The experimental evaluations yield several noteworthy insights:

  • Tree Ensembles' Superior Performance: Tree ensemble methods demonstrate superior AUPRC and Recall@K performance compared to many GNN variants, particularly in fully-supervised settings. The results highlight tree ensembles’ resilience to issues like label imbalance and graph heterophily.
  • Specialized GNNs Versus Standard GNNs: While specialized GNNs generally outperform standard GNNs in anomaly detection tasks, their reliance on fine-tuned hyperparameters poses challenges for practical deployment. In contrast, tree ensembles offer robust performance with fewer parameter adjustments.
  • Efficiency and Resource Use: Tree ensemble models not only present higher accuracy but also exhibit reduced training time and memory usage compared to more complex GNN architectures, highlighting a significant efficiency advantage.

Future Directions

The research outlines several avenues for future inquiry and extension:

  • Expanded Benchmarking for Diverse Scenarios: Future iterations of GADBench could incorporate dynamic graphs, assess more complex graph structures, and evaluate online and hierarchical anomaly detection strategies.
  • Enhanced Model Integration: The inclusion of cutting-edge algorithms and exploration of automated model selection processes could further refine GADBench's utility.
  • Application-Driven Research: Further exploration of real-world applications and domain-specific adaptations of GNNs could unlock additional performance improvements, particularly in handling nuanced graph structures inherent in application-specific data.
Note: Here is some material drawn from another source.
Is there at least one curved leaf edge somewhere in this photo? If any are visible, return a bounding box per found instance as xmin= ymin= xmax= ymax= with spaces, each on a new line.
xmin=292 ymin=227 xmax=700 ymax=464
In conclusion, the introduction of GADBench as a benchmarking tool presents a pivotal step toward advancing robustness and comparability in graph anomaly detection research, emphasizing the importance of comprehensive evaluations across a spectrum of techniques. The findings advocate for a balanced consideration of traditional and modern approaches, urging the research community to re-evaluate assumptions regarding the capabilities of machine learning constructs in GAD tasks.